Gil stared unseeing at a journeyman mixing mortar in the distance.

‘Yes,’ he said slowly. ‘So the head was hidden in the barrel to conceal an unlawful killing, or the death of this man in particular, or his death in a particular place,’ he ticked the points off on his fingers, ‘or perhaps to get it past a watcher.’

‘Or to preserve it to accuse someone later,’ suggested Maistre Pierre. ‘It was put up in brine, after all.’

‘Mm.’ Gil thought about that. ‘If that was so, it may have been put in the barrel by someone other than the killer. We must keep it in mind, but it adds a complication and the question is already sufficiently complicated.’

‘Mon Dieu, oui! ’ agreed the mason. ‘And the treasure? Why did the killer not simply take it with him, since he has apparently made his escape?’

‘Yes. That puzzles me. It surely means whoever put both in the barrel intended to keep track of it — of the barrel. I wish we had some idea of where the hoard has been.’

‘So does that mean the head was hidden for some longer purpose, not simply to conceal an unlawful killing?’

‘Perhaps.’ Gil got to his feet, and Socrates scrambled up looking hopefully at his face. ‘We need to find a name for the dead man. Once we have that, we will have something to work on, and perhaps we can discover where he was killed.’ He gestured towards the little town in the sunshine. ‘Shall we go find the men?
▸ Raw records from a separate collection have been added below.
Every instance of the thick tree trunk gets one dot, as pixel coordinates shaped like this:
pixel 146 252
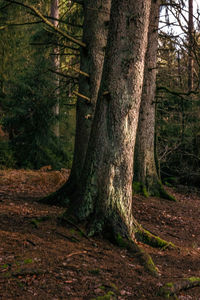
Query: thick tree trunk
pixel 56 61
pixel 145 174
pixel 106 183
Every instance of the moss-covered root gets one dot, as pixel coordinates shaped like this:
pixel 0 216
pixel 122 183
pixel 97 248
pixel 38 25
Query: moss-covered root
pixel 146 237
pixel 171 289
pixel 143 256
pixel 156 189
pixel 164 194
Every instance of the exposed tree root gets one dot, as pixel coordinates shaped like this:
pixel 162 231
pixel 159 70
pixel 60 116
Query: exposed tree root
pixel 171 289
pixel 156 189
pixel 143 256
pixel 146 237
pixel 58 198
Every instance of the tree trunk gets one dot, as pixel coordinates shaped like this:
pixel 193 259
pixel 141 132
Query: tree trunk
pixel 56 62
pixel 190 47
pixel 95 30
pixel 145 174
pixel 105 196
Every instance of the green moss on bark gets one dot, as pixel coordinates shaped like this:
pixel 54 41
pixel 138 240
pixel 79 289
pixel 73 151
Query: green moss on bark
pixel 147 237
pixel 155 189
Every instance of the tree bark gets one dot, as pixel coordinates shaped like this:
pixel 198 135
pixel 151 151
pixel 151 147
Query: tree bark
pixel 105 196
pixel 145 174
pixel 190 47
pixel 56 62
pixel 95 30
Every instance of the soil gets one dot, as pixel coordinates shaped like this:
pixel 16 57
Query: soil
pixel 40 258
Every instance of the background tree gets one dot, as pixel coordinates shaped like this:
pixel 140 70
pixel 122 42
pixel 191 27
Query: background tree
pixel 95 28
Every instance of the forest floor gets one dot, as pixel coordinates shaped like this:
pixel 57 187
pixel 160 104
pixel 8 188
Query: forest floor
pixel 43 259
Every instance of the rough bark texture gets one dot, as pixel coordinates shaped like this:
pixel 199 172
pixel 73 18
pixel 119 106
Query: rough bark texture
pixel 190 47
pixel 56 61
pixel 106 184
pixel 95 31
pixel 145 173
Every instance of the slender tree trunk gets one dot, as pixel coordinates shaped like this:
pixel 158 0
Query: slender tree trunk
pixel 105 197
pixel 145 169
pixel 95 31
pixel 56 61
pixel 146 177
pixel 190 47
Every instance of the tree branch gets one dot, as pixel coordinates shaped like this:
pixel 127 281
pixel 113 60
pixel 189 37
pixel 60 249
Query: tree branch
pixel 48 23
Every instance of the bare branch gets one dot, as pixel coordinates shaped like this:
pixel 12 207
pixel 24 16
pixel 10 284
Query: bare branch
pixel 48 23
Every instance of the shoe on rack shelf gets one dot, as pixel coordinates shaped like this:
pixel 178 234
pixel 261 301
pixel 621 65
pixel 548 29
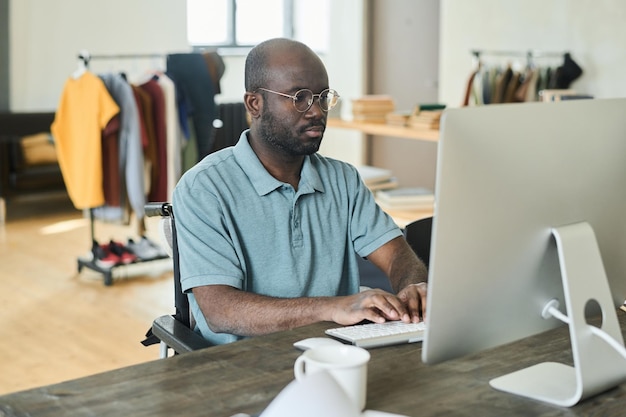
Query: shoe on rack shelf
pixel 143 249
pixel 125 255
pixel 103 257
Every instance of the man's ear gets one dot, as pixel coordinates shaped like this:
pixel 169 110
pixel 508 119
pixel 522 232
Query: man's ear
pixel 253 104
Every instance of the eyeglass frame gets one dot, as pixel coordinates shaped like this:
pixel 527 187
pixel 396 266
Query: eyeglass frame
pixel 294 97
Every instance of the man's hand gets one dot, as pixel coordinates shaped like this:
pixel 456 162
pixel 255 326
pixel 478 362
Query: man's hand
pixel 414 298
pixel 374 305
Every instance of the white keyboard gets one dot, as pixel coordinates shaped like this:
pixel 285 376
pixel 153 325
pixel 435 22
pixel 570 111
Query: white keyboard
pixel 380 334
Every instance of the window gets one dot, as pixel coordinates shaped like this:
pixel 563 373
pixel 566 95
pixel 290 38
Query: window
pixel 244 23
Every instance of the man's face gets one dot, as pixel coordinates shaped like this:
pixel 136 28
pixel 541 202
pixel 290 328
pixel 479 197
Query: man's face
pixel 287 130
pixel 290 131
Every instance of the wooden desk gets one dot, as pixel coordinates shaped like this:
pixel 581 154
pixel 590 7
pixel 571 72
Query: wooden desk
pixel 383 129
pixel 246 376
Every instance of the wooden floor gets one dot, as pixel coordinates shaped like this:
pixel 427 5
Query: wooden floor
pixel 57 324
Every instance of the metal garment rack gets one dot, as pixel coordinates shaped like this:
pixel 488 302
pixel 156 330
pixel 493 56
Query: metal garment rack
pixel 85 57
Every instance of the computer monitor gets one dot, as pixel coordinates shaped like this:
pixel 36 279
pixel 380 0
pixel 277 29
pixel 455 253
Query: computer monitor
pixel 531 199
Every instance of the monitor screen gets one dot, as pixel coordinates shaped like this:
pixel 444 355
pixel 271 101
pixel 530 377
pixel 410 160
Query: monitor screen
pixel 506 176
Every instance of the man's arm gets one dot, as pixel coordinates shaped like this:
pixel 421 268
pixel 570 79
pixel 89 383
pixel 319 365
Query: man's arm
pixel 230 310
pixel 407 273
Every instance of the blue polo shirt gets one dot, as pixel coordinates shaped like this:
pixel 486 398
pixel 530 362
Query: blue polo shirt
pixel 239 226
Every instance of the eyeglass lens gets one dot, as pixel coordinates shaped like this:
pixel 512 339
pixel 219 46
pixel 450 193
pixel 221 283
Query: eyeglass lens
pixel 303 99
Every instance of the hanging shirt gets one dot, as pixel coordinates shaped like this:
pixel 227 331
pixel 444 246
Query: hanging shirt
pixel 84 110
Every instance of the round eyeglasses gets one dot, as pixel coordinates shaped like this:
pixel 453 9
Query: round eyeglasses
pixel 303 99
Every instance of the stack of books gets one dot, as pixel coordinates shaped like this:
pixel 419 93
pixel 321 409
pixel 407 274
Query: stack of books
pixel 406 198
pixel 425 119
pixel 372 108
pixel 426 116
pixel 377 178
pixel 398 118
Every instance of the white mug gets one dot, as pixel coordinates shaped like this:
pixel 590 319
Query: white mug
pixel 345 363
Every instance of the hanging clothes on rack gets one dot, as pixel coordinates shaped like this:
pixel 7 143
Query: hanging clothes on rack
pixel 127 184
pixel 84 110
pixel 191 73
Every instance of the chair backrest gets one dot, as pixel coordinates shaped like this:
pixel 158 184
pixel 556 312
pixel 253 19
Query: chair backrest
pixel 417 235
pixel 168 233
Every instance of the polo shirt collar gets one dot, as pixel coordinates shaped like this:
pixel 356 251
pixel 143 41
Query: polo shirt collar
pixel 262 181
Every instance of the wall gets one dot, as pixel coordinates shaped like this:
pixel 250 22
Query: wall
pixel 593 31
pixel 408 71
pixel 47 35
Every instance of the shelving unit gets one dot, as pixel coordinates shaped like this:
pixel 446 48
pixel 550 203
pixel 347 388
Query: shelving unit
pixel 381 129
pixel 401 217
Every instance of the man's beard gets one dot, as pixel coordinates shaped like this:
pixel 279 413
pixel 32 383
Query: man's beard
pixel 282 138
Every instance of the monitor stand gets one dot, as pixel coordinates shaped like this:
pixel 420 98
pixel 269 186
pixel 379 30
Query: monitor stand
pixel 598 366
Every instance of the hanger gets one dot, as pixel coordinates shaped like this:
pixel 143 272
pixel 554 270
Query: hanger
pixel 83 64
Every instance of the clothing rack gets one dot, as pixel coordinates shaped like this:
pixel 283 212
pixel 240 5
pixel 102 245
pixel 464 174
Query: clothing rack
pixel 85 58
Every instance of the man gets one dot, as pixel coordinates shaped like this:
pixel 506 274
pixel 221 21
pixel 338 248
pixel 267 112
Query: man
pixel 268 229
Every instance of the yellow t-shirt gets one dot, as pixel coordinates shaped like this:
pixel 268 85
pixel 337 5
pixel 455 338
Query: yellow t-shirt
pixel 84 110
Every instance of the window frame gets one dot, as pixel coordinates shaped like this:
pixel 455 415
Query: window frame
pixel 231 45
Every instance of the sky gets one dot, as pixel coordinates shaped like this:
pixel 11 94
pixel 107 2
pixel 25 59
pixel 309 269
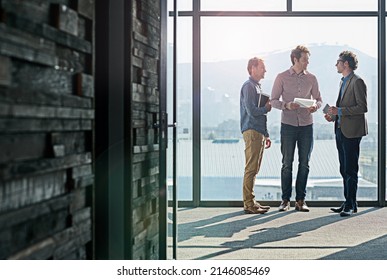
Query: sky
pixel 228 38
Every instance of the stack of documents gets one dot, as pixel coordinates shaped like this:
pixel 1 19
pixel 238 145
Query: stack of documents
pixel 305 103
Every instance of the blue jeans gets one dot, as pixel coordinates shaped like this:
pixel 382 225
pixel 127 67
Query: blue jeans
pixel 349 151
pixel 302 136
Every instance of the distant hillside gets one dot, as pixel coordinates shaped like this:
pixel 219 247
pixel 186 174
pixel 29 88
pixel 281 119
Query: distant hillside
pixel 221 82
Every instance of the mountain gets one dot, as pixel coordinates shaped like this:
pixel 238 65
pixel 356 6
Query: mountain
pixel 221 82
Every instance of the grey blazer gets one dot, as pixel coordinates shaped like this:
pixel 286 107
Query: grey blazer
pixel 353 104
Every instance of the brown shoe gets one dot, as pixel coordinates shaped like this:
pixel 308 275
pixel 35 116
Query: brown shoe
pixel 255 210
pixel 285 205
pixel 301 206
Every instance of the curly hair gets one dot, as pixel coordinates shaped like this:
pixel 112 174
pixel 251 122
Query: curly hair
pixel 253 62
pixel 350 57
pixel 297 52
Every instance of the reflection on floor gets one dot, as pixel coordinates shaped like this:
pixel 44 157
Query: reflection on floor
pixel 228 233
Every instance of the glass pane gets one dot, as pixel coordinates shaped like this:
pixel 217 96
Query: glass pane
pixel 243 5
pixel 334 5
pixel 182 5
pixel 184 107
pixel 224 61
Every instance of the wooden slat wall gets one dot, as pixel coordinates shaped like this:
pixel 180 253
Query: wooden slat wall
pixel 46 129
pixel 145 112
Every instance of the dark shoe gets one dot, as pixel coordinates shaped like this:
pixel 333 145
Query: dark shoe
pixel 341 208
pixel 301 206
pixel 255 210
pixel 285 205
pixel 267 207
pixel 346 212
pixel 338 209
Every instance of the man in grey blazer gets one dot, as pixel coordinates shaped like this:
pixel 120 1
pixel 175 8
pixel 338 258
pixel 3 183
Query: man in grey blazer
pixel 350 127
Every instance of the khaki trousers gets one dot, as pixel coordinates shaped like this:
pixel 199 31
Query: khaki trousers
pixel 254 147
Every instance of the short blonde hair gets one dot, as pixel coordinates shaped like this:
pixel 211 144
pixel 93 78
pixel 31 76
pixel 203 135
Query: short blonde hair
pixel 253 62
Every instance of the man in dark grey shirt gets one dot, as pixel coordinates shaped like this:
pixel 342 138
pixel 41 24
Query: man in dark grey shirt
pixel 254 105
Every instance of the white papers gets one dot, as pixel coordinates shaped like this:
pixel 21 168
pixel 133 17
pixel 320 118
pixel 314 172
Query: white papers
pixel 304 103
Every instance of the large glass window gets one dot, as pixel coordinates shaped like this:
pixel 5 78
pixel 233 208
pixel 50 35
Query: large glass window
pixel 226 45
pixel 184 107
pixel 223 69
pixel 243 5
pixel 334 5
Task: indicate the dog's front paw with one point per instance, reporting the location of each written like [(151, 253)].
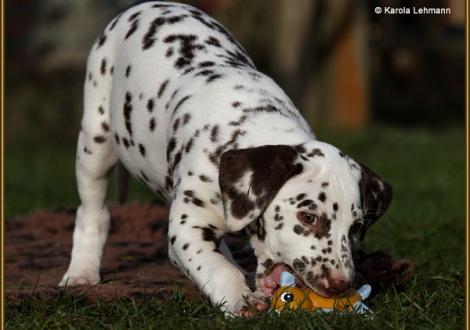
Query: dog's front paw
[(250, 305), (253, 305), (89, 278)]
They’ll be a stoup or two ahead of us by now.’

As they reached the foot of the Kirkgait, Maistre Pierre paused and stared eastward past the Mercat Cross along Linlithgow’s other, busier street. There was a cavalcade approaching among the bustle of women with baskets and journeymen with boards or bales of merchandise. Helmets glinted in the sunlight, bright badges and well-waxed boots collected the dust of the dry road.

‘Who is this with such a retinue?’ he wondered. ‘Do you know the blazon?’
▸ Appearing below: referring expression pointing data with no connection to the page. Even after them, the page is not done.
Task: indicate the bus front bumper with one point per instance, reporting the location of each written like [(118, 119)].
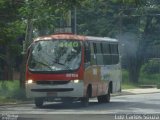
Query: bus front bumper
[(57, 91)]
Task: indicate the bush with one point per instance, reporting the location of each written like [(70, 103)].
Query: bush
[(151, 67)]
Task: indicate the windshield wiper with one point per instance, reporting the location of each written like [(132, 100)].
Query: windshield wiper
[(55, 61), (44, 64)]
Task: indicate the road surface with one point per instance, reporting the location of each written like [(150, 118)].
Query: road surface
[(121, 108)]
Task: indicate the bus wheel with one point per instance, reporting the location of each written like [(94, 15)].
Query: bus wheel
[(85, 100), (38, 102), (104, 98)]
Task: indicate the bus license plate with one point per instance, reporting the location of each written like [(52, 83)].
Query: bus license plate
[(51, 94)]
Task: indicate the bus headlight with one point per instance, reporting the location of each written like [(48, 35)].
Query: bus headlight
[(75, 81), (30, 81)]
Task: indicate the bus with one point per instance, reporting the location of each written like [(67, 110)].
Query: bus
[(70, 67)]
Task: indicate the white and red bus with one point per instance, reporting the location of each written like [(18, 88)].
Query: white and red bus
[(72, 67)]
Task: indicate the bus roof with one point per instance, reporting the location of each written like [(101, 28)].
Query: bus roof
[(75, 37)]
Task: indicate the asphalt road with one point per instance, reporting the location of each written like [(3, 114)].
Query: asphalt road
[(141, 106)]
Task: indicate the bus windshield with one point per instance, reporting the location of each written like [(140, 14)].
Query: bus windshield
[(55, 55)]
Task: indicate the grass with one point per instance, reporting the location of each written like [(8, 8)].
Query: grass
[(126, 84), (10, 92), (144, 79)]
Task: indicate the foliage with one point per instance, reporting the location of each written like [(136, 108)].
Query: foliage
[(151, 67)]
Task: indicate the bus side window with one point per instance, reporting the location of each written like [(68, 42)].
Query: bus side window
[(87, 53), (115, 54)]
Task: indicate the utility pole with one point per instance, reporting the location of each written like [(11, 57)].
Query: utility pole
[(26, 43)]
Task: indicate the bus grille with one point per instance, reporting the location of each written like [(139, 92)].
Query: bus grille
[(52, 82)]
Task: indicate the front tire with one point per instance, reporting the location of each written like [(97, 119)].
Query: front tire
[(38, 102), (104, 98), (85, 100)]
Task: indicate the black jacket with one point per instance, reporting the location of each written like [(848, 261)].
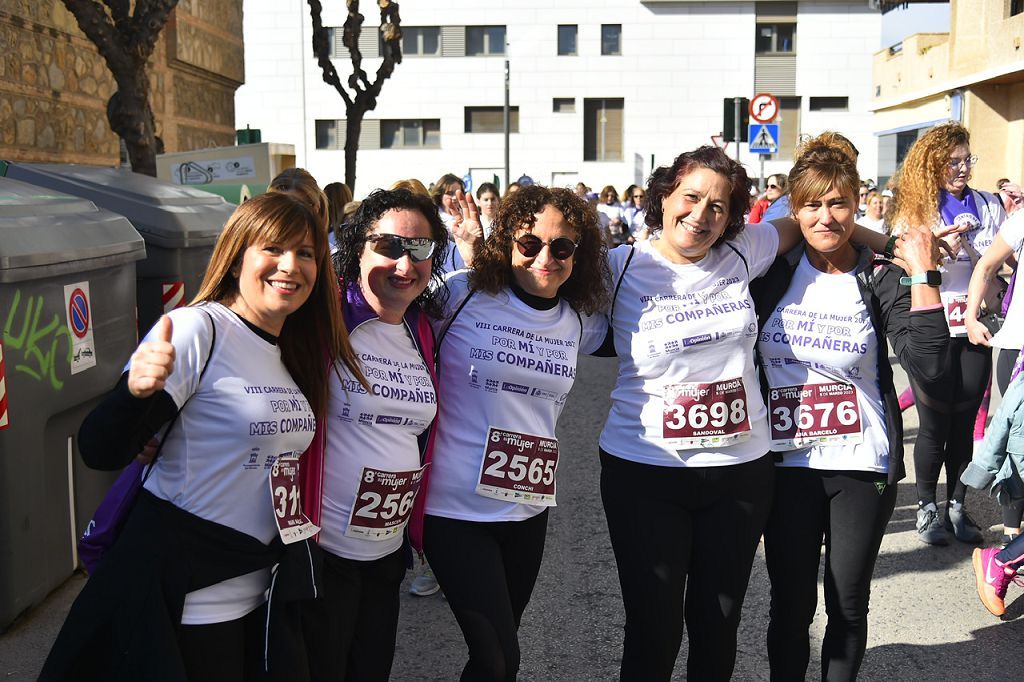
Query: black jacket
[(920, 339)]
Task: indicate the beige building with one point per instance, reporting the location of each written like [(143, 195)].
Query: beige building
[(54, 85), (974, 74)]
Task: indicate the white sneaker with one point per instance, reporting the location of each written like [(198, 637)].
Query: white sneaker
[(424, 585)]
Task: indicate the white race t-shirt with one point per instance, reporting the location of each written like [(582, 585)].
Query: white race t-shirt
[(820, 338), (1011, 337), (956, 273), (377, 431), (689, 325), (507, 366), (217, 459)]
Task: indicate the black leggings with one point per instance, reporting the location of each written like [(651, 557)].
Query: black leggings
[(946, 418), (487, 571), (228, 651), (1005, 360), (673, 525), (349, 630), (850, 509)]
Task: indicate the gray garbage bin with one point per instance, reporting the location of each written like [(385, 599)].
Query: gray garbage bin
[(179, 223), (68, 310)]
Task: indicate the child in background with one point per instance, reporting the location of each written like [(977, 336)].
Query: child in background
[(996, 467)]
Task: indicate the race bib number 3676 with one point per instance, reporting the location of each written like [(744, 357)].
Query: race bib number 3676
[(813, 415), (518, 467), (711, 415)]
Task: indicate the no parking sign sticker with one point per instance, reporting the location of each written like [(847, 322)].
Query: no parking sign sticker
[(79, 308)]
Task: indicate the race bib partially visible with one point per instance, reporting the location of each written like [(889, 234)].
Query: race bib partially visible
[(285, 494), (383, 503), (698, 416), (813, 415), (955, 313), (518, 467)]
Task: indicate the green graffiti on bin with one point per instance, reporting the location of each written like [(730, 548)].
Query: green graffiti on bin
[(39, 345)]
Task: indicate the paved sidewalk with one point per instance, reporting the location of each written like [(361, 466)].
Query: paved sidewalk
[(926, 622)]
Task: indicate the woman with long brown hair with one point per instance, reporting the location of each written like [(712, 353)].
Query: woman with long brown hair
[(231, 385), (932, 189)]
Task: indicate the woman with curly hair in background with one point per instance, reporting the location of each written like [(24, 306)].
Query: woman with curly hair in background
[(507, 357), (932, 190)]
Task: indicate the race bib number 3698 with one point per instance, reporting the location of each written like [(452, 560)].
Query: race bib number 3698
[(813, 415), (706, 415), (518, 467)]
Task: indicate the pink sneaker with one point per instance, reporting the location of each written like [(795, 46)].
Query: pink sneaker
[(992, 580)]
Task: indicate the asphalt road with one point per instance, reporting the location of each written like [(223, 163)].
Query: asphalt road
[(926, 622)]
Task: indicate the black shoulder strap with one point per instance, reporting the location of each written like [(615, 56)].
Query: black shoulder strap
[(160, 448), (619, 284), (741, 257), (443, 333)]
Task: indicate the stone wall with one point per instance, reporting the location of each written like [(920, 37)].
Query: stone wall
[(54, 85)]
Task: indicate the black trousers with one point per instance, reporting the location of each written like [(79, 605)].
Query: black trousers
[(848, 510), (684, 541), (946, 415), (349, 631), (487, 571)]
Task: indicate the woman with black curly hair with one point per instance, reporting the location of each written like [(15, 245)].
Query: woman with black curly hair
[(507, 358), (368, 461)]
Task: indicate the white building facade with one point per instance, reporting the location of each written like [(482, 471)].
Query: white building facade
[(601, 90)]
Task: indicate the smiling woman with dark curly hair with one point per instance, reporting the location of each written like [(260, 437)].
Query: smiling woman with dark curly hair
[(507, 358)]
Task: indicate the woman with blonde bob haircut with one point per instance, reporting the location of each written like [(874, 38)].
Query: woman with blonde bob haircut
[(838, 454), (932, 190), (230, 385)]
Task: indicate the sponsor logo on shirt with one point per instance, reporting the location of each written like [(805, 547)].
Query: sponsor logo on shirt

‘Yes, and I know the leader,’ said Gil a little grimly. ‘Sinclair. I saw him in Stirling.’ He raised his hat as Oliver Sinclair reined in his horse, the ornaments on its bridle clinking. ‘Good day, sir.’

‘Good day again, young Cunningham.’ Sinclair grinned at him. ‘So Will Knollys never persuaded you into Ayrshire, then?’ Gil shook his head. ‘Probably wise, man. And what brings you this way?’

‘My good-father and I are tracking a murder,’ said Gil.

‘Oh, the man in the barrel?’ Sinclair nodded to the mason, and checked his horse, which was touching noses with Socrates. ‘This is you in hot pursuit, is it?’

‘Say rather, in cold pursuit,’ said Gil wryly. ‘The trail’s near a week old, and may be crossed. That’s what I want to find out.’

‘Good hunting, then,’ said Sinclair carelessly. He nodded again and nudged his horse on, summoning his men after him with a wide gesture of one arm. They clattered away east along the curve of the High Street, scattering chickens, pigs and burgesses as they went.

‘He never mentioned leaving Stirling when I spoke to him last night,’ said Gil, staring after them. ‘Not that I had much conversation with him,’ he added, after considering the point.

‘Perhaps it slipped his mind,’ said Maistre Pierre. ‘Come and let us drink.’

The taproom of the Black Bitch, which had probably been the hall when the sprawling building had been somebody’s house, was large and smoky from an ill-drawn fire, but clearly the ale was good, for even in mid-morning the room was busy and loud with gossip. Gil’s men and the mason’s Luke were there; Luke and Tam were sitting at one of the long tables, and Rob was in colloquy with the man in charge of the great barrel of ale on its trestle. Seeing them enter, he broke off his conversation and returned to his seat with a jug and two more beakers.

‘Talk the man in the Moon to death, that one,’ he said, grinning, as Luke moved along the bench to allow his master to sit down. ‘William Riddoch the cooper has his yard along near the East Port, Maister Gil, at the back of the first Cross tavern, and there’s been no musicians in the place since the court moved to Stirling.’

‘In the town,’ Gil questioned, ‘or here in the Black Bitch?’